El delito de odio, sin embargo, desde una mirada internacional o, simplemente, europea, no tiene tanto que ver con las palabras como con los hechos. No son delitos con palabras (delitos de expresión), sino agravaciones de pena sobre un delito previamente cometido. Y es que los delitos de odio tienen su origen histórico en la violencia de eliminación (asesinatos, palizas…) sea de impronta neonazi o, en el caso de EE UU, ligado a las agresiones contra la minoría negra y su secular discriminación. La expresión delito de odio (hate crime) se acuñó precisamente en Estados Unidos a finales de la década de los ochenta del pasado siglo y, con el tiempo, se ha asentado en los códigos penales de todo el mundo como un incremento de pena anudado a la conducta delictiva cuando ésta se produce por determinados prejuicios. Los delitos de expresión, por el contrario, no están penados en Estados Unidos. Quedan protegidos por la libertad de expresión de acuerdo a una generosa interpretación de la primera enmienda de la Constitución americana.

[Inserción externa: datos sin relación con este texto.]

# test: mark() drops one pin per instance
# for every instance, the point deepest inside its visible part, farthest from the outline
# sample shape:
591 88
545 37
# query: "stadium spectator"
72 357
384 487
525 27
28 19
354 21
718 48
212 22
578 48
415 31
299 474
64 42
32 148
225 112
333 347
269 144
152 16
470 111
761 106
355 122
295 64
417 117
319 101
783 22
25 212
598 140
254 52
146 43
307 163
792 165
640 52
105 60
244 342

En Europa, por el contrario, la tradición sí contempla delitos de expresión para casos excepcionales: es el llamado discurso de odio criminalizado (hate speech). Su origen aquí es la amarga experiencia germana y la necesidad de poner un cordón sanitario a los herederos del nazismo. El delito de odio alemán (Volksverhetzung) se hace eco, en el plano penal, de la trágica experiencia de la República de Weimar engullida por la locura hitleriana, después de que los extremismos políticos cavaran la tumba de la democracia. Se controla penalmente su discurso de envenenamiento, fundamentalmente neonazi, sobre la base de un consenso político general inspirado por un modelo institucional de democracia militante. Pero es una excepción acotada y delimitada.

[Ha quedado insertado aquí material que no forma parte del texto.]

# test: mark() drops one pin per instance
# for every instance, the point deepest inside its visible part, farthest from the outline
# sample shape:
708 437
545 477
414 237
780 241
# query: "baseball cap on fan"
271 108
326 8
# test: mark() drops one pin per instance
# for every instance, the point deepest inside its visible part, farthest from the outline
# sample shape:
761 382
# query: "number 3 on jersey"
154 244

En todo caso, con el paso del tiempo, sea en los países anglosajones o en el círculo cultural europeo, la intervención penal basada exclusivamente en declaraciones públicas incendiarias está muy controlada por los tribunales. Tiene una función como mucho simbólica y de complemento. En términos generales, no se permite que su lógica y sus consecuencias invadan el debate ideológico central de la democracia. La OSCE (Organización para la Seguridad y la Cooperación en Europa), que es el organismo que mejor recoge anualmente la estadística de incidentes de odio, tiene vetado incorporar a la contabilidad delitos de base puramente ideológica y pone cautelas para registrar los delitos de expresión.

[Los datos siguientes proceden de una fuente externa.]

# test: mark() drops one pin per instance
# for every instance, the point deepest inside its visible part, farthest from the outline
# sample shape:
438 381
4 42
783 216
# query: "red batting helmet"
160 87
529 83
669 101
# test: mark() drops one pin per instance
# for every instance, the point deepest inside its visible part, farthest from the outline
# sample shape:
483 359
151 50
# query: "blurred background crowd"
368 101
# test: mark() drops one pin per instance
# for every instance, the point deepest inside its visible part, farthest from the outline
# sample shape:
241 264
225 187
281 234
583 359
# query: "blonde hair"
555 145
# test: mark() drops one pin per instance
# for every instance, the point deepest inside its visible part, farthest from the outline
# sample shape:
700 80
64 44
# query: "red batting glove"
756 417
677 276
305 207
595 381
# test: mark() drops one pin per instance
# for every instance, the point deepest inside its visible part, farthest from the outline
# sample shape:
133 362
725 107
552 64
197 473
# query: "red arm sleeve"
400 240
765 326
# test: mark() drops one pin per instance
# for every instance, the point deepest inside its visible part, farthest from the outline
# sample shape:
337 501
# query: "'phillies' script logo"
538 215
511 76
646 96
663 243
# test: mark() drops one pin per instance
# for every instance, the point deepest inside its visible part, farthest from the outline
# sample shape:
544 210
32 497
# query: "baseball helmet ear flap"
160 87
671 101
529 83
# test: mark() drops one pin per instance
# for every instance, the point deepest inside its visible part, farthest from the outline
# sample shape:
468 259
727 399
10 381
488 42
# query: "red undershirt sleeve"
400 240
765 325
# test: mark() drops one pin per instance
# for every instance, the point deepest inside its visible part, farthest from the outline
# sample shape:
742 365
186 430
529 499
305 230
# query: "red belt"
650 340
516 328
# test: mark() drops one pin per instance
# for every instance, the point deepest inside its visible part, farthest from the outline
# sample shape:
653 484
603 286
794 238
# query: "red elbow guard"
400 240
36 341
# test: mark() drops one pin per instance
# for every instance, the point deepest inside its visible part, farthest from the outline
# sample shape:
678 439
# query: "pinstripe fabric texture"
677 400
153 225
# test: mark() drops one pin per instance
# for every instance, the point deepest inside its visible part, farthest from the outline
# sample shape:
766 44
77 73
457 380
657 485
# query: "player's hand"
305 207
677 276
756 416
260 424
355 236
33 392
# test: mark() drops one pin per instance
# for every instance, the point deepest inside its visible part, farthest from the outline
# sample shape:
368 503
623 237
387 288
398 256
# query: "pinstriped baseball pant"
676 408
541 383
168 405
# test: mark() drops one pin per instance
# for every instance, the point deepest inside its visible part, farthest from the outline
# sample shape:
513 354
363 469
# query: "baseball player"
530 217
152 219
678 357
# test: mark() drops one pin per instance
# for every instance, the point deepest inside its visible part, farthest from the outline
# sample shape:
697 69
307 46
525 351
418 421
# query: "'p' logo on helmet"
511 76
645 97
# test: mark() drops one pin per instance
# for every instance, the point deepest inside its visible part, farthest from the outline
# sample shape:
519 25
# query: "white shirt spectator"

Así las cosas, ¿qué ocurre en España? ¿por qué esta sobrepresencia en los medios y en el debate político de estos incidentes? El problema no es que haya más delitos que en otros países de nuestro entorno. En Alemania, hay más de 8.000 incidentes de odio al año y, en una contabilidad menos estricta, más de 40.000. En Inglaterra y Gales (sin contar Escocia ni Irlanda del Norte), hay más de 100.000 incidentes anuales; y los estudios apuntan a que la cifra negra oculta —no detectada por la policía ni los jueces— podría llegar a los 200.000. En España, sin embargo, según el último informe del Ministerio del Interior, en el año 2019 los incidentes fueron 1.706. No se trata de banalizar: cada incidente es grave y debe tomarse en serio. No obstante, al margen de detalles técnicos, las cifras resultan evidentes: el problema no está en el número.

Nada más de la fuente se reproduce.